Enhancement of hydrogen peroxide stability of a novel Anabaena sp. DyP-type peroxidase by site-directed mutagenesis of methionine residues.

Previous reports have shown that a unique bacterial dye-decolorizing peroxidase from the cyanobacterium Anabaena sp. strain PCC7120 (AnaPX) efficiently oxidizes both recalcitrant anthraquinone dyes (AQ) and typical aromatic peroxidase substrates. In this study, site-directed mutagenesis to replace five Met residues in AnaPX with high redox residues Ile, Leu, or Phe was performed for the improvement of the enzyme stability toward H(2)O(2). The heme cavity mutants M401L, M401I, M401F, and M451I had significantly increased H(2)O(2) stabilities of 2.4-, 3.7-, 8.2-, and 5.2-fold, respectively. Surprisingly, the M401F and M451I retained 16% and 5% activity at 100 mM H(2)O(2), respectively, in addition to maintaining high dye-decolorization activity toward AQ and azo dyes at 5 mM H(2)O(2) and showing a slower rate of heme degradation than the wildtype enzyme. The observed stabilization of AnaPX may be attributed to the replacement of potentially oxidizable Met residues either increasing the local stability of the heme pocket or limiting of the self-inactivation electron transfer pathways due to the above mutations. The increased stability of AnaPX variants coupled with the broad substrate specificity can be potentially useful for the further practical application of these enzymes especially in bioremediation of wastewater contaminated with recalcitrant AQ.

Molecular characterization of a novel peroxidase from the cyanobacterium Anabaena sp. strain PCC 7120.

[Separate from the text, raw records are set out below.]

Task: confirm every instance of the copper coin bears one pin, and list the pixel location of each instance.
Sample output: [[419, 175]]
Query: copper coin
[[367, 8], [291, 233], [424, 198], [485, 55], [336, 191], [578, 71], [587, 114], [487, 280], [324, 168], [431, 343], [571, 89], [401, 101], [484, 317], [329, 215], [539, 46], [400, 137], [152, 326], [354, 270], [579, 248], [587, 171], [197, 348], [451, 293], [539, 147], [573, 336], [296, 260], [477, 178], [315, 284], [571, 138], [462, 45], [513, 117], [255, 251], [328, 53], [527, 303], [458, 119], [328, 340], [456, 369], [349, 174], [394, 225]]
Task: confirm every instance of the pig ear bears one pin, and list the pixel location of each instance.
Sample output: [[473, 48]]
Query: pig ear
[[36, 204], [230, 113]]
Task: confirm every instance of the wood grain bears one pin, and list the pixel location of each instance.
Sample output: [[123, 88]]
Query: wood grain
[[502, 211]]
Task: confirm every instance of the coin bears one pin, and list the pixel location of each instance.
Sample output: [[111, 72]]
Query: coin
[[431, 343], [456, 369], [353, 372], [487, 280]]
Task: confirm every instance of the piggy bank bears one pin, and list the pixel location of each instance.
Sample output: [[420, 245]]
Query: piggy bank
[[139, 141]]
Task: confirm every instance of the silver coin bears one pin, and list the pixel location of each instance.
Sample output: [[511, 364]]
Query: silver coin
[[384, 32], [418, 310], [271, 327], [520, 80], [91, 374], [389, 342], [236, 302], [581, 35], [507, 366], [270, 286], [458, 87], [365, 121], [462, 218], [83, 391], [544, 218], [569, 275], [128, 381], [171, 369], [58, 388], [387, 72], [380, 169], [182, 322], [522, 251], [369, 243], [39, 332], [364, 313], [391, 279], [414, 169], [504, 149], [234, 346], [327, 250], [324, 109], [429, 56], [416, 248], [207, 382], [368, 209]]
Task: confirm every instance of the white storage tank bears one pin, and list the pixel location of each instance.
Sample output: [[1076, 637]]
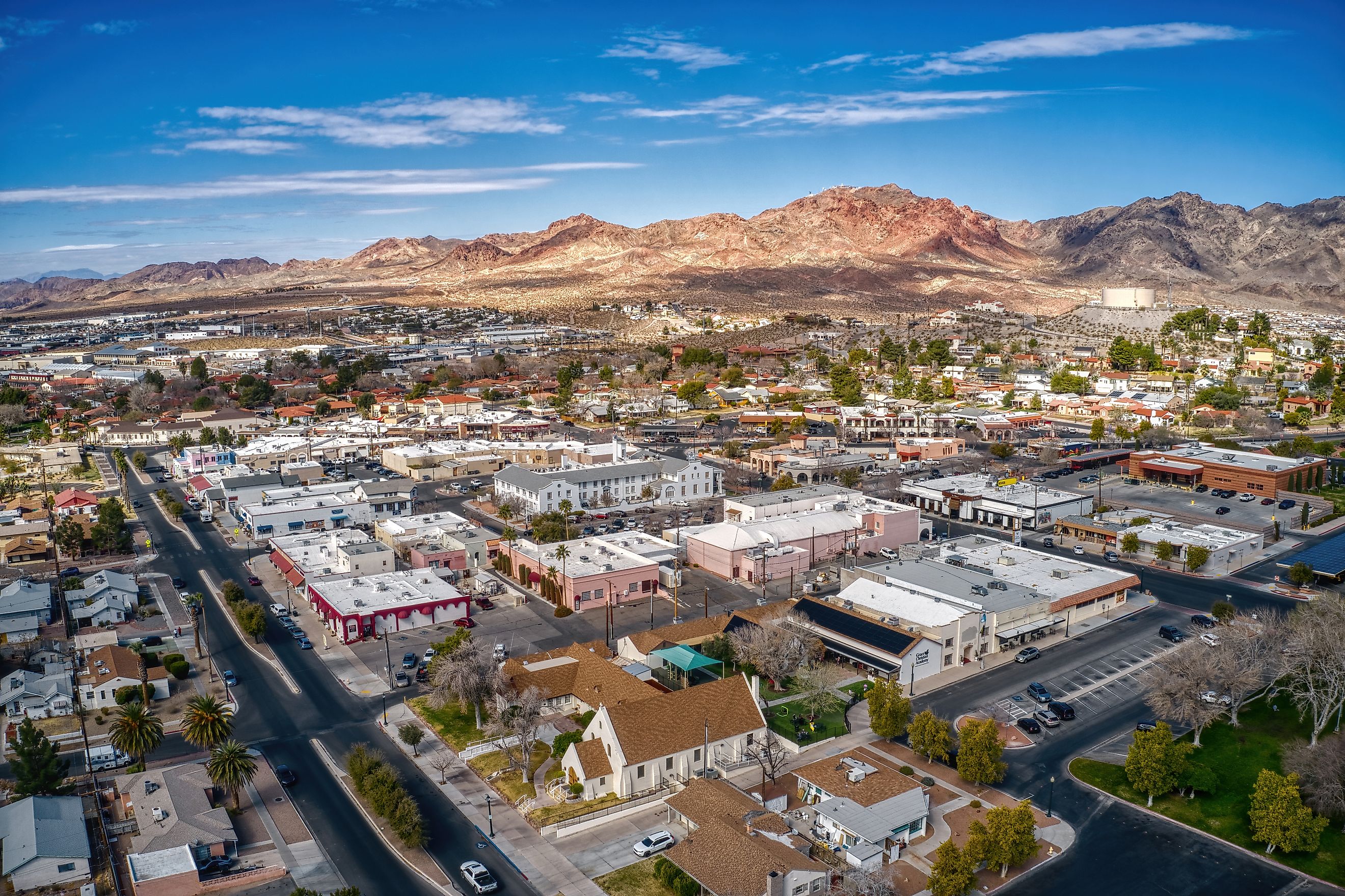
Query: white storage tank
[[1129, 298]]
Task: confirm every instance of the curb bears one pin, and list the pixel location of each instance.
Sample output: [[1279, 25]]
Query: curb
[[341, 778], [245, 639], [1196, 830]]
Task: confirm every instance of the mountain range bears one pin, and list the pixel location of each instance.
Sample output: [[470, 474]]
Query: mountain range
[[842, 251]]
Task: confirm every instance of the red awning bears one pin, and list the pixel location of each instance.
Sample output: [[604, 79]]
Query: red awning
[[1171, 466]]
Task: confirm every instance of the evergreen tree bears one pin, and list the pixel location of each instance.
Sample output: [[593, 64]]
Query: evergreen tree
[[38, 769]]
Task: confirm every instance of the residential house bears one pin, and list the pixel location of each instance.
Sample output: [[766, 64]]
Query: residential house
[[111, 668], [736, 848], [45, 843], [865, 810], [662, 738]]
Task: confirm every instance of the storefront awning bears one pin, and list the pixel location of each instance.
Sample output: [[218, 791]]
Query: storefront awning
[[1028, 628]]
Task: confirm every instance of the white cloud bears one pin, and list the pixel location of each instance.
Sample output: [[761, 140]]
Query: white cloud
[[415, 120], [725, 106], [849, 61], [621, 96], [393, 182], [671, 46], [247, 147], [1075, 43], [115, 28]]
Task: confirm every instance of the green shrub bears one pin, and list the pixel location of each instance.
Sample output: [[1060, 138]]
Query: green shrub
[[562, 743]]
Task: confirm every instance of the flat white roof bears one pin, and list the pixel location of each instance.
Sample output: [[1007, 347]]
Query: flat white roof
[[385, 591]]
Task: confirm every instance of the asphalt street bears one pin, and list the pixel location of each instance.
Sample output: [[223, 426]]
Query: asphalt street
[[283, 725]]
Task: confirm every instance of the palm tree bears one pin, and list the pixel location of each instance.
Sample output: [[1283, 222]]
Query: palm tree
[[230, 766], [136, 731], [561, 553], [567, 508], [207, 721]]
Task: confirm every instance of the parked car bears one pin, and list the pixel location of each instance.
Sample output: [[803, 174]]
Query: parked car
[[1062, 710], [478, 878], [656, 843]]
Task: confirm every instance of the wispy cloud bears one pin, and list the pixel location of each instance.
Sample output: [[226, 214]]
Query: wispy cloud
[[848, 61], [1093, 42], [392, 211], [621, 96], [413, 120], [671, 46], [247, 147], [87, 247], [727, 106], [435, 182], [114, 29]]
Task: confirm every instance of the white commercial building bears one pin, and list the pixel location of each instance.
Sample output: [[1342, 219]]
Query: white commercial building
[[981, 500]]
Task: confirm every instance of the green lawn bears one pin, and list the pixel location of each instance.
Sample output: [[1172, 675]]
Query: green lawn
[[826, 725], [451, 723], [1236, 755], [634, 880]]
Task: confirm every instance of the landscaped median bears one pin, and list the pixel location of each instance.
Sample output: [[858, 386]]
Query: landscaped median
[[1222, 804]]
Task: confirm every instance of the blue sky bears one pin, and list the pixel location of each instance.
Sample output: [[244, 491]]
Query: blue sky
[[155, 132]]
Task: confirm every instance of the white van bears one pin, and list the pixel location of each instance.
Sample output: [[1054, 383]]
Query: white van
[[106, 756]]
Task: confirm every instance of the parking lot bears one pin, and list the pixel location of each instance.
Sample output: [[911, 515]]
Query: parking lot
[[1117, 494], [1093, 688]]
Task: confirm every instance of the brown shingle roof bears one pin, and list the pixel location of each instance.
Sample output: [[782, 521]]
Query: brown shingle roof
[[589, 677], [592, 755], [830, 774], [681, 634], [721, 853], [674, 721]]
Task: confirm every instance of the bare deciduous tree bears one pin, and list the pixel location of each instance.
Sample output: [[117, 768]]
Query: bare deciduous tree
[[1176, 683], [1249, 660], [775, 647], [770, 754], [1321, 774], [514, 721], [1314, 649], [469, 676]]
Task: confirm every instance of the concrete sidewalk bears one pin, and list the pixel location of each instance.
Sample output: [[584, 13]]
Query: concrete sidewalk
[[543, 864]]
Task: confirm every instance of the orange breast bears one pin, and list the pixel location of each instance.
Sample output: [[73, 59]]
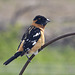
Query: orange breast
[[38, 45]]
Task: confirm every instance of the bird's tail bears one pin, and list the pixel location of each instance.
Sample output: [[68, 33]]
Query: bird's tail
[[12, 58]]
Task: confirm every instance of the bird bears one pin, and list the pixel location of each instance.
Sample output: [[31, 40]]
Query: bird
[[32, 39]]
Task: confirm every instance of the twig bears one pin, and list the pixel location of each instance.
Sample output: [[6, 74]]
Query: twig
[[50, 42]]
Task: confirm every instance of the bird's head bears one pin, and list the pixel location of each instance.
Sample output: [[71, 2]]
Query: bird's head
[[41, 20]]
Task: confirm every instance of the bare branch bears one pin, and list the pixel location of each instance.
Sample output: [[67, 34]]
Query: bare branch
[[50, 42]]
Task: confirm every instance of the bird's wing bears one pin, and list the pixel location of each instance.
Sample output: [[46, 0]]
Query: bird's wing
[[30, 38]]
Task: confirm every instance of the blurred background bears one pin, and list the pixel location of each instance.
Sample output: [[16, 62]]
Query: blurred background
[[56, 59]]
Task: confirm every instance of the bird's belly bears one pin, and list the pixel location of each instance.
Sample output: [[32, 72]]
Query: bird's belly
[[38, 45]]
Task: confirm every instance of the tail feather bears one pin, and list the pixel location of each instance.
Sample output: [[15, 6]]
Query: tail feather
[[12, 58]]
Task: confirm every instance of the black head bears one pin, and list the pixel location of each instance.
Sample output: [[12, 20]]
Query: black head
[[41, 20]]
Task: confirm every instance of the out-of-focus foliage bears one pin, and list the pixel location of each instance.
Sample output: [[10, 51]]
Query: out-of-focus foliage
[[56, 59]]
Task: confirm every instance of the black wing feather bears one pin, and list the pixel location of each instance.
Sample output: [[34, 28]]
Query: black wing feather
[[31, 37]]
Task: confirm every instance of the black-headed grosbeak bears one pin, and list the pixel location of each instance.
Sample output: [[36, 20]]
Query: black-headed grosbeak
[[33, 39]]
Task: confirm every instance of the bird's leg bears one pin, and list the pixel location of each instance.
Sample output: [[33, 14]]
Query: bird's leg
[[28, 58]]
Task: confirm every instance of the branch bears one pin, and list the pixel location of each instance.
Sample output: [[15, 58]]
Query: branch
[[50, 42]]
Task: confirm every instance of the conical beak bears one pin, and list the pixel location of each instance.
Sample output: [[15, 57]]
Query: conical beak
[[48, 20]]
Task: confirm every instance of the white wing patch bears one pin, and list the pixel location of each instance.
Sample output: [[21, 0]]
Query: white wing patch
[[36, 34], [33, 42]]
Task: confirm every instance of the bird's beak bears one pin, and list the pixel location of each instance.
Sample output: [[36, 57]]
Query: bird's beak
[[48, 20]]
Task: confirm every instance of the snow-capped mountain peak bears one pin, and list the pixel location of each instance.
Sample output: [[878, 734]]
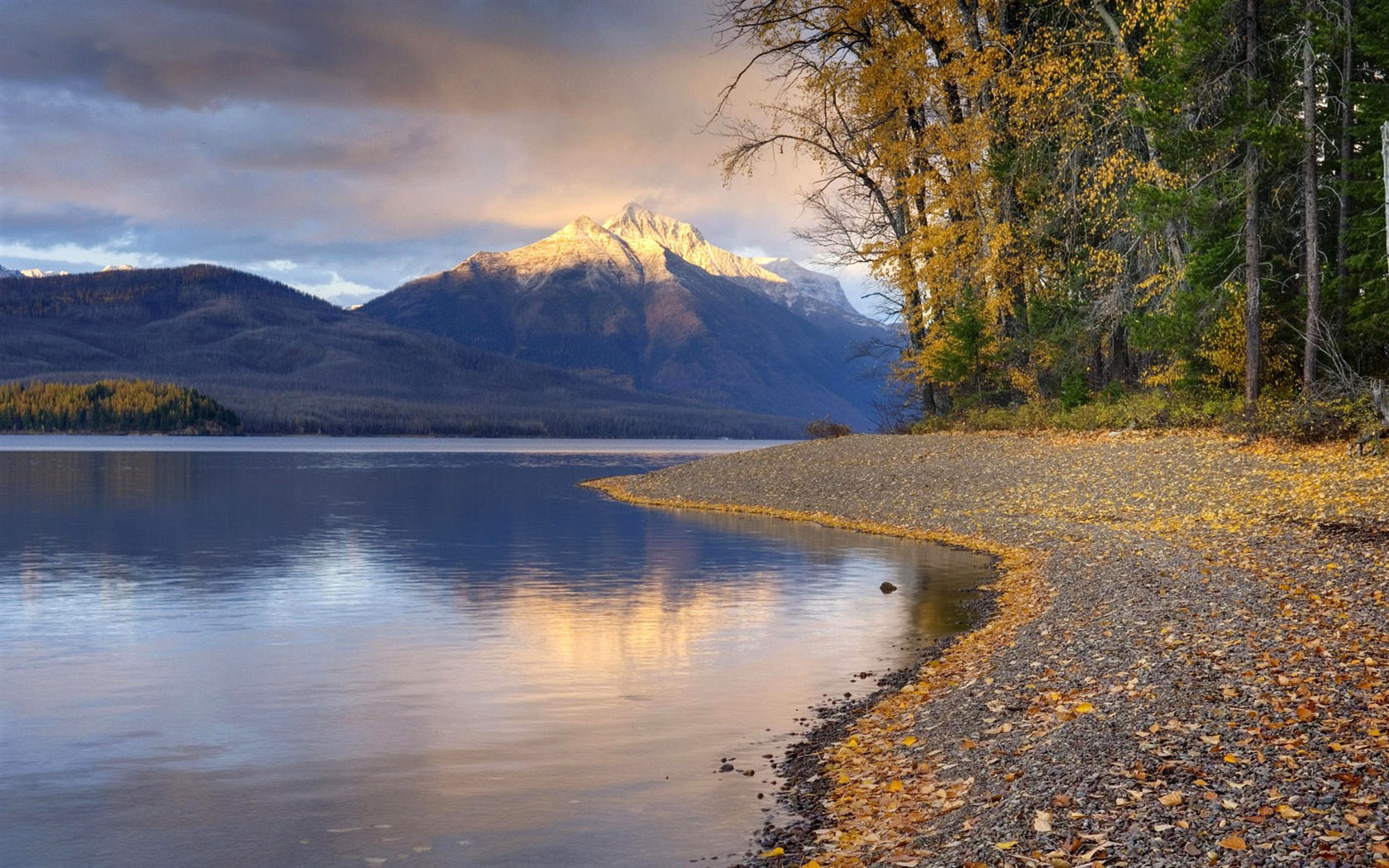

The open reading frame alr1585 of Anabaena sp. strain PCC 7120 encodes a heme-dependent peroxidase (Anabaena peroxidase [AnaPX]) belonging to the novel DyP-type peroxidase family (EC 1.11.1.X). We cloned and heterologously expressed the active form of the enzyme in Escherichia coli. The purified enzyme was a 53-kDa tetrameric protein with a pI of 3.68, a low pH optima (pH 4.0), and an optimum reaction temperature of 35 degrees C. Biochemical characterization revealed an iron protoporphyrin-containing heme peroxidase with a broad specificity for aromatic substrates such as guaiacol, 4-aminoantipyrine and pyrogallol. The enzyme efficiently catalyzed the decolorization of anthraquinone dyes like Reactive Blue 5, Reactive Blue 4, Reactive Blue 114, Reactive Blue 119, and Acid Blue 45 with decolorization rates of 262, 167, 491, 401, and 256 muM.min(-1), respectively. The apparent K(m) and k(cat)/K(m) values for Reactive Blue 5 were 3.6 muM and 1.2 x 10(7) M(-1) s(-1), respectively, while the apparent K(m) and k(cat)/K(m) values for H(2)O(2) were 5.8 muM and 6.6 x 10(6) M(-1) s(-1), respectively. In contrast, the decolorization activity of AnaPX toward azo dyes was relatively low but was significantly enhanced 2- to approximately 50-fold in the presence of the natural redox mediator syringaldehyde. The specificity and catalytic efficiency for hydrogen donors and synthetic dyes show the potential application of AnaPX as a useful alternative of horseradish peroxidase or fungal DyPs. To our knowledge, this study represents the only extensive report in which a bacterial DyP has been tested in the biotransformation of synthetic dyes.